Camilla, by Fanny Burney

To The Queen


THAT Goodness inspires a confidence, which, by divesting respect of terror, excites attachment to Greatness, the presentation of this little Work, to Your Majesty must truly, however humbly, evince; and though a public manifestation of duty and regard from an obscure Individual may betray a proud ambition, it is, I trust, but a venial–I am sure it is a natural one.
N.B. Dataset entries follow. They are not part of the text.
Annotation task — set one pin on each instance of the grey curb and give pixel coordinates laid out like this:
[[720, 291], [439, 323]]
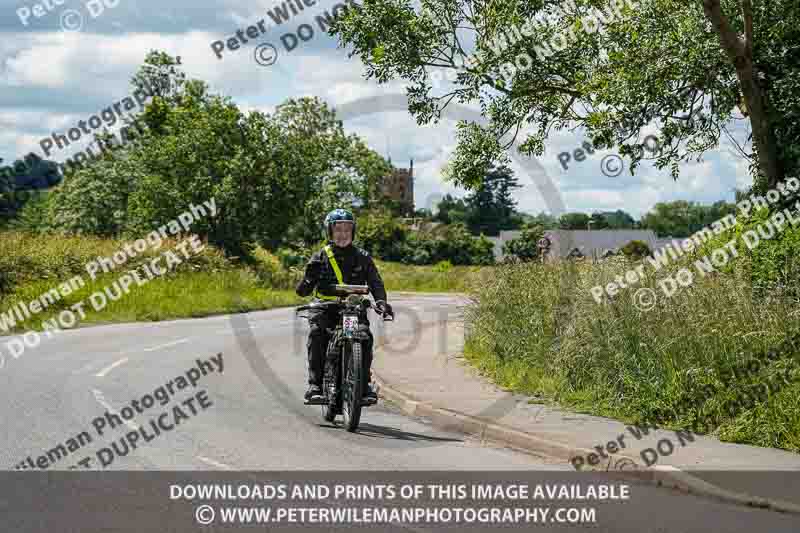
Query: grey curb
[[662, 476]]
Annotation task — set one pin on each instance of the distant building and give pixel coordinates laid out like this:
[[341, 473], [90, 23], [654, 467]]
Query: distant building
[[590, 243], [399, 187]]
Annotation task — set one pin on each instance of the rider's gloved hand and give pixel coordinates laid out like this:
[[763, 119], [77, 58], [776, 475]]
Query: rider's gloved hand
[[384, 308]]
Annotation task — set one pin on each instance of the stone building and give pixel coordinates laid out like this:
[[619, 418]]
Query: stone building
[[399, 187]]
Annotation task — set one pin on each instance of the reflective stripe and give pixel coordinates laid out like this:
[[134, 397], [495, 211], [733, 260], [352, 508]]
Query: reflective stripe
[[334, 264], [336, 270]]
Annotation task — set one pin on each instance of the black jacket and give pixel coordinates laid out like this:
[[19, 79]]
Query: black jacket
[[357, 268]]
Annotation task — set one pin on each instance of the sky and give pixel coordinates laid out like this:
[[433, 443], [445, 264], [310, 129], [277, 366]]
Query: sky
[[62, 63]]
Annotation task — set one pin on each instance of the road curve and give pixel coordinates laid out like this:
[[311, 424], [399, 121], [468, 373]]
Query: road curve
[[254, 419]]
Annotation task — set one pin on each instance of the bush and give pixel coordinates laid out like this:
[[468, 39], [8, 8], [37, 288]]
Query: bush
[[271, 271], [443, 267], [525, 247], [636, 249]]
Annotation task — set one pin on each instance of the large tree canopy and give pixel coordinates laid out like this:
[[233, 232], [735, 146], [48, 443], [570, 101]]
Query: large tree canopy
[[658, 63], [273, 176]]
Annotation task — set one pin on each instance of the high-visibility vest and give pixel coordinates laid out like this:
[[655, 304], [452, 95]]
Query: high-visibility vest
[[336, 270]]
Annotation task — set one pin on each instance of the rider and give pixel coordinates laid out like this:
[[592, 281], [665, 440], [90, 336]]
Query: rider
[[339, 262]]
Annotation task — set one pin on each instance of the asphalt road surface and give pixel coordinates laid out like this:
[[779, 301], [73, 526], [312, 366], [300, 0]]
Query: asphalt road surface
[[250, 417]]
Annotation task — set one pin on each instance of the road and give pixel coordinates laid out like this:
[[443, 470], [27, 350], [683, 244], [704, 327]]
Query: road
[[255, 419]]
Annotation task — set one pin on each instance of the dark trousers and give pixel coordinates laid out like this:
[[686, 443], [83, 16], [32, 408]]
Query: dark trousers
[[318, 339]]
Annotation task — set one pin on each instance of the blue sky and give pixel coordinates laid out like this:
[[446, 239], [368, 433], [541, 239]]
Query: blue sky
[[50, 79]]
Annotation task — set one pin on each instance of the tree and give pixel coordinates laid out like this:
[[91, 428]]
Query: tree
[[574, 221], [618, 220], [686, 67], [273, 177], [491, 207], [451, 210]]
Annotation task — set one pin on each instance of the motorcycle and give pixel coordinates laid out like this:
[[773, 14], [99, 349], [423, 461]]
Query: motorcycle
[[345, 375]]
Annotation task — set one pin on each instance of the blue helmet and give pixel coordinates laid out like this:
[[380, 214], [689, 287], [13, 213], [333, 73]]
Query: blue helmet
[[338, 215]]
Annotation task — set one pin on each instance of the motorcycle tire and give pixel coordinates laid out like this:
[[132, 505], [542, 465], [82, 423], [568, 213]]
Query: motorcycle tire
[[353, 387]]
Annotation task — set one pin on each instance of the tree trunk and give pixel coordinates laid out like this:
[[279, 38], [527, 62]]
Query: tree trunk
[[756, 99]]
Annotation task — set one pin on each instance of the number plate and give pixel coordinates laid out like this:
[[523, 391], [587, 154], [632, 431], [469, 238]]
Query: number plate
[[349, 324]]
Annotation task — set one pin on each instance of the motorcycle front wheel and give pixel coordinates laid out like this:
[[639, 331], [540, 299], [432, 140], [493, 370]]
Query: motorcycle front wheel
[[352, 386]]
In those to whom Your Majesty is known but by exaltation of Rank, it may raise, perhaps, some surprise, that scenes, characters, and incidents, which have reference only to common life, should be brought into so august a presence; but the inhabitant of a retired cottage, who there receives the benign permission which at Your Majesty’s feet casts this humble offering, bears in mind recollections which must live there while ‘memory holds its seat,’ of a benevolence withheld from no condition, and delighting in all ways to speed the progress of Morality, through whatever channel it could flow, to whatever port it might steer. I blush at the inference I seem here to leave open of annexing undue importance to a production of apparently so light a kind yet if my hope, my view-however fallacious they may eventually prove, extended not beyond whiling away an idle hour, should I dare seek such patronage?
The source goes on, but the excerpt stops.